Understanding gas sweetening processes
Natural gas produced in gas fields is a mixture of hydrocarbons, mostly C₁ through C₆+, inert gases (N₂, He, H₂, Ar, O₂), acidic gases (CO₂ and/or H₂S), organic sulfur species (RSH, RSR, RSSR) and other impurities. The H₂S content in soura natural gas spans 0.1 vol%–5 vol%, depending on the location of fields and the ages of wells, while the concentration of carbon dioxide (CO₂) ranges from 0.6 vol% to more than 15 vol%.
The acidic gases contained in natural gas must be removed in a sweetening unit to meet sales gas specifications or to match the feedstock quality requirements of LNG facilities. H₂S is toxic; it has an odor similar to that of rotten eggs when its concentration falls to 0.01 ppm–1.5 ppm. At 100 ppm–150 ppm it causes the loss of smell, and at concentrations higher than 1,000 ppm it causes nearly instantaneous death with a single breath. Sales gas specifications typically require that H₂S content be less than 4 ppm in volume.
CO₂ is non-toxic; however, if present at high concentrations it may lower the natural gas high heating value (HHV). To achieve salable gas, CO₂ content must be kept in the range of 1 vol%–4 vol%. In cryogenic units CO₂ can freeze out, causing operational problems; therefore, LNG feedstock cannot contain more than 50 ppm of CO₂.
Since the inception of the gas processing industry, dozens of sweetening technologies have been developed.
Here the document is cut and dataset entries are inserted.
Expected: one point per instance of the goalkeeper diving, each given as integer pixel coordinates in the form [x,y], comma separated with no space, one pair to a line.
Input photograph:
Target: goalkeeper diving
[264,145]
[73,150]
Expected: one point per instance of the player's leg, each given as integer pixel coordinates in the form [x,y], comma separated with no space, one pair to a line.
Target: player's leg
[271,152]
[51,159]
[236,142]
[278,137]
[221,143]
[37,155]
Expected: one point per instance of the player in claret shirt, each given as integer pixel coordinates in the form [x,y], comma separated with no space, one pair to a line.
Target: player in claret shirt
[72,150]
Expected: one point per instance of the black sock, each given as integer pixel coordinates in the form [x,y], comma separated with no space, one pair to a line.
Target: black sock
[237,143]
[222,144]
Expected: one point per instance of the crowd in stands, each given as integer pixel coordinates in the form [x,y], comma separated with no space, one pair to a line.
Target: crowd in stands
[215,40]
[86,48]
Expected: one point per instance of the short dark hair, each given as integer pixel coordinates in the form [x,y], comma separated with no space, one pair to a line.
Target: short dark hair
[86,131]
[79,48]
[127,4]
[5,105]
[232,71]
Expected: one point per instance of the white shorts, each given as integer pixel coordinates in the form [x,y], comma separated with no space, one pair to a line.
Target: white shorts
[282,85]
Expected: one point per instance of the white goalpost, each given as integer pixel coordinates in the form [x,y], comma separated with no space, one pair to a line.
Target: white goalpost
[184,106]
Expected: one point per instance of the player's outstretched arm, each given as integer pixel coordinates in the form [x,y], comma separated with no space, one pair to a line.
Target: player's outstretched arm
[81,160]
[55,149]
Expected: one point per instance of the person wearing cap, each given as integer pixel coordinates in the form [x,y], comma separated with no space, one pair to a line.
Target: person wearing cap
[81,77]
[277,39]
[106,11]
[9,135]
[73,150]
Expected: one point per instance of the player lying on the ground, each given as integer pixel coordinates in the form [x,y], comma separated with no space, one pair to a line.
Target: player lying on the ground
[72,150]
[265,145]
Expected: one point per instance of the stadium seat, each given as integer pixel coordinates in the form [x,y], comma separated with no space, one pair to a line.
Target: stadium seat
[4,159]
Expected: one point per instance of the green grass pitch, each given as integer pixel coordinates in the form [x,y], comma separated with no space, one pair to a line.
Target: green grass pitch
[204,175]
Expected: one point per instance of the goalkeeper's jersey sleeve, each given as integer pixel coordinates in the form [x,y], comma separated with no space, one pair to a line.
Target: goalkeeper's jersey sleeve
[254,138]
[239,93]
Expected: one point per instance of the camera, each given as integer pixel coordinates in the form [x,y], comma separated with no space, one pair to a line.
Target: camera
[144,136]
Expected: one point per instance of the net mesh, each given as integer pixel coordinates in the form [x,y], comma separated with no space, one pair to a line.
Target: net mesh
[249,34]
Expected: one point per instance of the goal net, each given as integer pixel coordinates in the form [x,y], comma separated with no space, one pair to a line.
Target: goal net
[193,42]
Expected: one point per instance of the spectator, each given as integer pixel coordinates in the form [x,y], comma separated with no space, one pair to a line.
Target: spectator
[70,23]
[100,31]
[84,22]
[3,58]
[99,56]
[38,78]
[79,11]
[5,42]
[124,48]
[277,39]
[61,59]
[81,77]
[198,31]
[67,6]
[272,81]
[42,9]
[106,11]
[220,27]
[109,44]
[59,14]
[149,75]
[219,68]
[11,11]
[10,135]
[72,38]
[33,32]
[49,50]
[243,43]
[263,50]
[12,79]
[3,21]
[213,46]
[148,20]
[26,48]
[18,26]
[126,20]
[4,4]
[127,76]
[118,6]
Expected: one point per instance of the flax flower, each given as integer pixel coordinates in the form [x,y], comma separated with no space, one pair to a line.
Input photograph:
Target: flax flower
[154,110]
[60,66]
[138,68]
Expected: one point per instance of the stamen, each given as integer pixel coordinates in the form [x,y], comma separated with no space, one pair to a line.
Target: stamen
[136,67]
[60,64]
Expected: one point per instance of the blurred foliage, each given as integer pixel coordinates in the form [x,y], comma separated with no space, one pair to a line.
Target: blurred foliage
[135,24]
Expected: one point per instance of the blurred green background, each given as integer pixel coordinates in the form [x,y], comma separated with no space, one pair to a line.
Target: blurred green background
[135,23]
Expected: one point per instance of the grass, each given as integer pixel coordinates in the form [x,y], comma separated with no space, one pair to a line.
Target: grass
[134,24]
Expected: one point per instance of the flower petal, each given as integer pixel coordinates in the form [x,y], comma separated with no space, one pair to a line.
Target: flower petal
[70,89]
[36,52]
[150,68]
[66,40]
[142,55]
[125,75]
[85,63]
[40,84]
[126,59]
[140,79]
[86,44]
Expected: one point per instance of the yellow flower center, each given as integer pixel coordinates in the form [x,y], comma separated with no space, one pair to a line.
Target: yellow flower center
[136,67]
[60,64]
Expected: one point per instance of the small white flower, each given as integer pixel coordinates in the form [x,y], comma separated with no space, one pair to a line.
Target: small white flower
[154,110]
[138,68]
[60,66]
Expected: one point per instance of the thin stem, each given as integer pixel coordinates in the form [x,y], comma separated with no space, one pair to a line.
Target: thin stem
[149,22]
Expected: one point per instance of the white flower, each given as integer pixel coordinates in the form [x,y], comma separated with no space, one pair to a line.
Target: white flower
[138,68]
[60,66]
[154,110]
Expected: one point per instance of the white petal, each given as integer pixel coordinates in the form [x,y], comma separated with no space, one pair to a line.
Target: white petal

This article discusses the most commonly used acid gas removal technologies, with a focus on gas absorption in alkanolamines.
Chemistry of acid gases. H₂S is a proton donator, according to the Brønsted acid definition, while CO₂ is an electron acceptor, or a Lewis acid. Both are weak acids, with CO₂ being slightly stronger than H₂S. The equilibrium solubility of CO₂ under absorber conditions is, therefore, higher than that of H₂S. However, when H₂S dissolves in water, it swiftly protonates water with one or two protons, depending on the pH of the aqueous solution, as shown in Eqs. 1–2:
H₂S + H₂O ↔ HS– + H₃O+ (1)
HS- + H₂O ↔ S2– + H₃O+ (2)
CO₂ reacts slowly with water to form carbonic acid, which successively dissociates into bicarbonate/carbonate ions, as shown in Eqs. 3–4:
CO2 + 2H2O ↔ HCO3– + H3O+ (3)
HCO3– + H2O ↔ CO3²– + H3O+ (4)
In the range of 8–10, which is the typical pH operating condition for alkanolamines, the first ionization reactions (Eqs. 1 and 3) are the predominant reactions. Therefore, the concentrations of S²– and, to a lesser extent, CO3²–, are negligible. Moreover, the absorption of H₂S is controlled by the diffusion rate through the gas film at the liquid-gas interface. Conversely, the absorption of CO₂ is controlled by mass transfer through the liquid phase, which is the controlling step of the CO₂ transport phenomenon. Overall, the absorption of H₂S is faster than that of CO₂. Under industrial absorption conditions, this results in a greater-than-expected H₂S absorption, on the sole basis of the chemical equilibrium.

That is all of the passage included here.